My first job after graduating from Boulder was in microelectronics and firmware design at NCR microelectronics, which later morphed into application development, which was an adventure and totally not what I thought I was going to be doing.

I actually started my first company while I was still working at NCR. This was back in the day when you'd write a shareware application, upload it on an FTP site, and hope people would somehow find it. I ended up selling that first business to a coworker of mine.

After NCR I ended up going to a consulting company where I did training and custom development.

From there, I went out on my own, consulting. This was back in 2000-ish, and a friend of mine turned me on to blogging and RSS. As I started using an RSS reader, it occurred to me, “you know, I should be able to get all my RSS feeds in Outlook” (that’s what I was using for email at the time).

I wound up building a prototype, and I posted about it on my blog and said, “Hey, what do you guys think?” I got a ton of feedback overnight, saying, “Please, please build this!” That was encouraging, so I started building, turned it into a product and started to sell it. And NewsGator was born.

NewsGator grew really fast, and you took the venture capital path with that business. What were your big takeaways from that experience, and how did it influence your approach when you started Tradervue?

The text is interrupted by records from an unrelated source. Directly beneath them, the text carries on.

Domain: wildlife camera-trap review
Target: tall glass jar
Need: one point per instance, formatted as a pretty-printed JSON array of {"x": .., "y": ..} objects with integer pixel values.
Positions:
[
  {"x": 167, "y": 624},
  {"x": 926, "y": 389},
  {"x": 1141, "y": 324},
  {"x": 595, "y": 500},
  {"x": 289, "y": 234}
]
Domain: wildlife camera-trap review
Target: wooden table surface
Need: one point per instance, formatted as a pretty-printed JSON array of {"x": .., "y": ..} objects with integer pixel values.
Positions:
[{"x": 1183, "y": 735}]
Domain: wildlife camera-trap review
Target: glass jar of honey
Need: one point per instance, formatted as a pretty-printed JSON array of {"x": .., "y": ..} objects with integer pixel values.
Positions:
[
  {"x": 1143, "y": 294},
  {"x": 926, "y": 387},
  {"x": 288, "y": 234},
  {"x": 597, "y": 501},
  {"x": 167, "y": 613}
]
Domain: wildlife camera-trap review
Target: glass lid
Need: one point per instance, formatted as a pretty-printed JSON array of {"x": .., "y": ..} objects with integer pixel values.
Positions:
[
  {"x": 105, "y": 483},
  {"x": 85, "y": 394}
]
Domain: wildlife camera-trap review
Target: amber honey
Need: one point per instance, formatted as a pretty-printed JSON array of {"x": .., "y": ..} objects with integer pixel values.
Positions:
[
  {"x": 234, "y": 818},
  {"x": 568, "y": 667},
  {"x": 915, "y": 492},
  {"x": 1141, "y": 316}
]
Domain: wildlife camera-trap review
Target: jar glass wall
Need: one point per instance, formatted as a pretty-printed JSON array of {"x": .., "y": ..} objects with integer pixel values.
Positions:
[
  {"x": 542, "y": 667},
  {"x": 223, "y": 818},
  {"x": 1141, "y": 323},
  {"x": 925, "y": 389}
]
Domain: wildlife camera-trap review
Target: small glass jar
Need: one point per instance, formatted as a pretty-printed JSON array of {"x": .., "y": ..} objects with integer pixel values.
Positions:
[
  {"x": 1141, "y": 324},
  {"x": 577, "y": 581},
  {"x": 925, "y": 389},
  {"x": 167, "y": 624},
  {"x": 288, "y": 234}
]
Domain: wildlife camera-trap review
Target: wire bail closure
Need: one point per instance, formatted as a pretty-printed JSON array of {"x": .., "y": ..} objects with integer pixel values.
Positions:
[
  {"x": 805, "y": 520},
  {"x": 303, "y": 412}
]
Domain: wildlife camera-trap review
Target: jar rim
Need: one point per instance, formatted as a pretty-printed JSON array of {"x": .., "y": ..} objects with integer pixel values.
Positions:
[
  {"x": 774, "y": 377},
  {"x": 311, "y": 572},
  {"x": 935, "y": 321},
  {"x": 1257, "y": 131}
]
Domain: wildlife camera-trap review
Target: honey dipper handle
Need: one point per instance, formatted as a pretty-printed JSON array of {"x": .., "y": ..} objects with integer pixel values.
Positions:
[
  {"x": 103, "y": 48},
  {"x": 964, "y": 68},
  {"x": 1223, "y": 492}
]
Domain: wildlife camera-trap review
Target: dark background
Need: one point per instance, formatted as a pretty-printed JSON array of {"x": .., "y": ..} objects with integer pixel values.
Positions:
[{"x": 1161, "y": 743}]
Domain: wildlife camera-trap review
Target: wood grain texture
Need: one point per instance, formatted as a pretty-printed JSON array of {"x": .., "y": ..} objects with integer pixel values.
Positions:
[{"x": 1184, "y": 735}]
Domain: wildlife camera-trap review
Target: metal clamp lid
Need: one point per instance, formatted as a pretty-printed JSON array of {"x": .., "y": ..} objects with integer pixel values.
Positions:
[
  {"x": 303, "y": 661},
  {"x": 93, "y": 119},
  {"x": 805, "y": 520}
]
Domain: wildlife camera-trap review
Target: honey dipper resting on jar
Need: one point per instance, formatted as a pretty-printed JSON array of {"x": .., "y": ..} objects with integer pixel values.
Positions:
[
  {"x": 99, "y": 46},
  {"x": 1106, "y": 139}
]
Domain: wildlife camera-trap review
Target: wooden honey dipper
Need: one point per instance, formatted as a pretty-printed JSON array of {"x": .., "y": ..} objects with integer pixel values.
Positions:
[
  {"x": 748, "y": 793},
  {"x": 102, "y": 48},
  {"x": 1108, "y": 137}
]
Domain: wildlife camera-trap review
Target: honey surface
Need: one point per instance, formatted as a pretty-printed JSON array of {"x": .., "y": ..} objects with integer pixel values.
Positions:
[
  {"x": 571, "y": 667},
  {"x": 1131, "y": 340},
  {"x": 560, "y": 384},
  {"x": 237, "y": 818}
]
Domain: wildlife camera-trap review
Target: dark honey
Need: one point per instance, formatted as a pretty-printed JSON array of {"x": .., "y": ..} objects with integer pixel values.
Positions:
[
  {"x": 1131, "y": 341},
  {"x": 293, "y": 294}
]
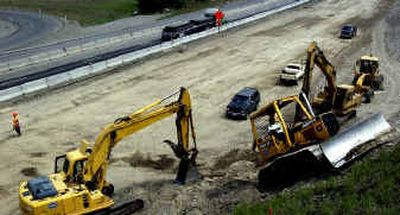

Yeah, about two years after I launched, it was me and one other guy, and we did our first round of venture capital. And the rest was the story of a venture-backed company: Raising tens of millions of dollars and growing very, very fast.

At our peak, I think we grew to 120 people or so. After about 10 years of doing that, I decided that the company was really doing fine without me, and I felt like it was time to move on and find the next thing.

The venture-backed path is just a whole different world — the pressures you feel are much different. And I mean, our investors were great. I talk to our lead investor who started the very first round regularly and had no regrets along the way.

But it's just a different trajectory for a company.

Bootstrapping a company myself, if we got to say, $100,000 in revenue or something like that, then I could have done things differently and backed off my time, and been happy with things at a certain rate of growth. In a VC-backed situation, that's just never going to happen.

Greg Reinacker, founder of Tradervue on building a SaaS to exit

On Tradervue, building solo meant I had the freedom to build the product I wanted, and the product I thought should be in the market, regardless of how long it took to become successful. That patience isn't always an option in a situation with outside funding.

Tell me more about building Tradervue. It was a personal project that turned into a business, right?

When I left Newsgator, I decided to take up trading. My philosophy was, “I'm an engineer, right? How hard can this whole trading thing be?”

Well, it turns out the hard part of trading isn’t the engineering and math part. It was trying to find what worked for me, what matched my personality, and the whole emotional side.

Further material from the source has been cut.